Segundo afirma o ex-Presidente, que perdeu um segundo mandato para o republicano Ronald Reagan, os EUA transformaram-se numa “verdadeira oligarquia”, onde o poder está concentrado nas mãos da elite financeira.

Tal facto foi possível, diz, devido a uma decisão do Supremo Tribunal dos Estados Unidos (“Citizens United vs. Comissão Eleitoral Federal”), que permitiu às grandes empresas fazer investimentos financeiros ilimitados na esfera política.

“A vida política é um mercado

O antigo Presidente faz duras acusações ao sistema político, afirmando, nomeadamente, que os EUA são uma oligarquia, em que o poder é gerado através de subornos a todos os candidatos presidenciais e dos governadores.

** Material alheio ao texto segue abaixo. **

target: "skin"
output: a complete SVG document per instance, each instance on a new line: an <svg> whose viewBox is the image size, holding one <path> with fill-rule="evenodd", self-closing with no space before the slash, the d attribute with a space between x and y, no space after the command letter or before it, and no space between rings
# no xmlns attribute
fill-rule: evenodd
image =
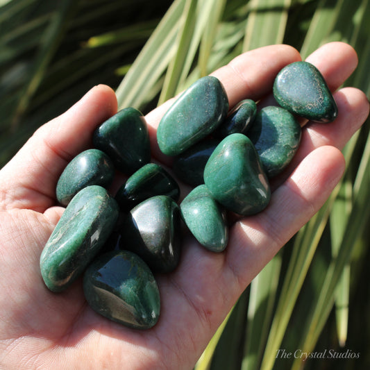
<svg viewBox="0 0 370 370"><path fill-rule="evenodd" d="M268 95L278 71L300 60L290 47L271 46L241 55L212 74L224 84L233 107L243 99ZM322 47L307 60L333 91L358 62L354 50L339 42ZM115 113L113 91L93 87L39 128L0 171L0 368L192 369L246 287L339 180L345 166L339 149L366 119L369 103L351 87L334 96L337 119L330 124L305 123L296 155L271 184L270 204L255 216L235 219L224 253L209 252L185 235L178 269L157 276L161 317L146 331L94 313L81 280L56 294L40 273L40 255L63 210L56 201L58 178L73 157L91 147L93 130ZM167 165L171 160L159 152L155 133L169 104L146 117L153 155ZM189 189L182 190L184 195Z"/></svg>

A vida política nos Estados Unidos transformou-se num mercado, em que os decisores políticos recebem muito dinheiro para tomar certas decisões, diz Jimmy Carter.

Anteriormente, o ex-vice-presidente Al Gore já havia descrito o sistema político dos Estados Unidos como “catastrófico”, apontando também a corrupção da esfera política americana, em que os políticos trabalham para os interesses das grandes empresas, em vez das pessoas.

Al Gore perdeu as eleições presidenciais para George W. Bush, em 2000, na sequência de um processo muito controverso de contagem de algumas centenas de votos na Florida, estado governado na época por Jeb Bush, irmão de George W.